The aqueduct was constructed with the purpose of bringing water from the Sierra de Guadarrama to the city.

The Legend of the Segovia Aqueduct

A young maid worked in a house located on the hills of Segovia. Every day, she had to descend to the fountain to fill her jug before climbing back up the slope with the container full. One day on the way back, she said aloud, “I would give anything for the water to reach the city gate on its own so that I never have to make this journey again.” It was then that the devil appeared in the guise of a man and asked for her soul in exchange for fulfilling her wish. The girl added that she would only give it to him if he could grant her wish before the first rays of the sun. During the night, the devil and his assistants began to build the aqueduct, but when it came time to place the last stone, a ray of sunlight struck the devil’s face. He left the city, the young maid kept her soul, and the water was at the city gates.



2. The Alcazar

The Alcazar of Segovia is the other monument that attracts crowds.

This castle-palace was built as a fortress and later became the residence of King Alfonso VIII before becoming one of the favorite residences of the Kings of Castile.

Later, the monument served as a state prison and then became the headquarters of the Real Colegio de Artilleria (Royal Artillery School).

In short, the Alcazar has had several lives before being trodden by the footsteps of tourists from around the world.

Its fame also comes from its shape resembling the bow of a ship, which makes it truly unique. Some say it is one of the castles that inspired Walt Disney for the castles of Cinderella and Snow White.

Regardless, the Alcazar is worth visiting for its exterior as well as its interior, which houses some stunning rooms and provides insights into the history of Spain.





3. The cathedral

Construction of the Cathedral of Nuestra Señora de la Asunción and San Frutos began in 1525. It is of late Gothic style, featuring 18 chapels and magnificent ceilings.




4. The Wall

Walking along the battlements at sunset is a great way to end a day in Segovia.

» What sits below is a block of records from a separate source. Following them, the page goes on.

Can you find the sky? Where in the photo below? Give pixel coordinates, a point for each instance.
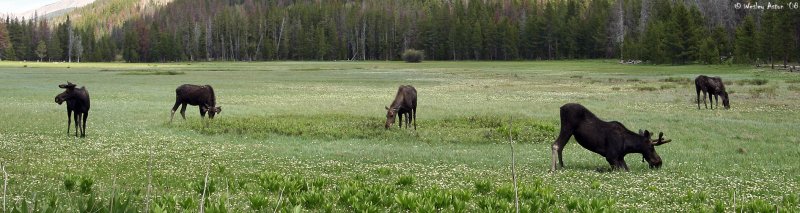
(19, 6)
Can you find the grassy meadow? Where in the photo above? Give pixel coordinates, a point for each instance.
(309, 136)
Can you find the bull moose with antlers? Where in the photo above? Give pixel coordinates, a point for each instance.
(609, 139)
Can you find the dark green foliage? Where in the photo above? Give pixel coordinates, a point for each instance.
(746, 47)
(69, 183)
(450, 30)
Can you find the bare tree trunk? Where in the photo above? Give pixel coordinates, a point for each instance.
(261, 29)
(209, 41)
(364, 41)
(278, 42)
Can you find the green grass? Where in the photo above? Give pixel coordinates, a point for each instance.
(310, 136)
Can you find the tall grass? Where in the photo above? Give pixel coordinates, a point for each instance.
(309, 136)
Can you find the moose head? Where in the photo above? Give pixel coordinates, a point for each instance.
(648, 150)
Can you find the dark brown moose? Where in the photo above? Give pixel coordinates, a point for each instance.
(609, 139)
(78, 102)
(195, 95)
(714, 87)
(405, 103)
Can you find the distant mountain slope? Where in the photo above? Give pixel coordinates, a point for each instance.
(103, 15)
(59, 6)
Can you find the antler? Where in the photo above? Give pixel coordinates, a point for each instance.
(660, 140)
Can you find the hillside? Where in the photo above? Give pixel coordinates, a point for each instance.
(104, 15)
(56, 8)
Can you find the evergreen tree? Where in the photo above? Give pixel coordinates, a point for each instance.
(41, 50)
(745, 45)
(5, 42)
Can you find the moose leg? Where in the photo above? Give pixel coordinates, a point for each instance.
(174, 108)
(698, 98)
(83, 129)
(716, 99)
(558, 147)
(408, 120)
(203, 111)
(77, 118)
(183, 111)
(414, 114)
(69, 120)
(400, 123)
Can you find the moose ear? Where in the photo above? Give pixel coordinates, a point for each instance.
(660, 140)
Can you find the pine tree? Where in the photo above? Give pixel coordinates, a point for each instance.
(41, 50)
(5, 41)
(745, 45)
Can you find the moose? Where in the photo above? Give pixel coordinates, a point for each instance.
(713, 87)
(405, 103)
(78, 102)
(195, 95)
(609, 139)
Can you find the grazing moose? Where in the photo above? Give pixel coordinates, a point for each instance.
(195, 95)
(609, 139)
(713, 87)
(77, 101)
(405, 103)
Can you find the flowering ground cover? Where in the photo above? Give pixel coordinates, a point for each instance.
(309, 136)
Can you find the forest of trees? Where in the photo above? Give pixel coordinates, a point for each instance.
(655, 31)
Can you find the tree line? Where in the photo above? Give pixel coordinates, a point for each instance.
(655, 31)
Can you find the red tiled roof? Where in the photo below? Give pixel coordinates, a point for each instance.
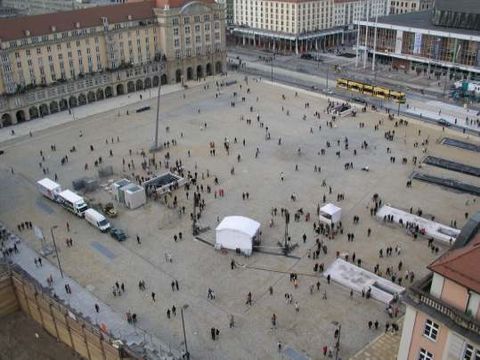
(38, 25)
(461, 265)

The city was surrounded and defended by no less than 3 km of walls during that time.



5. The Plaza Mayor

A pleasant square just a stone’s throw from the cathedral, where you can enjoy a drink on a terrace and admire the distant religious building, the music kiosk, the lovely buildings that make it up, and watch the people of Segovia go about their business.


6. The San Martin church

The temple of the Castilian Romanesque-style church dates back to the 12th century. As for the tower, it was built a century later and equipped with a Baroque spire.


7. The Judería

The Juderia, located inside the city walls, is the Jewish quarter of Segovia.

A stroll through its typical streets takes the tourist directly back to the medieval era.



8. The Casa de la Moneda

Fundada en 1583 por el rey de la época, Felipe II, es un edificio importante porque fue una innovadora fábrica de monedas.

De hecho, fue diseñada para albergar una maquinaria moderna llamada “ingenios“. El nuevo sistema de fabricación de monedas permitía golpearlas de forma mecanizada y en serie.


How many days to spend in Segovia?

It’s totally possible to visit Segovia in a day. However, I recommend staying overnight as well to explore the city in the evening and at night.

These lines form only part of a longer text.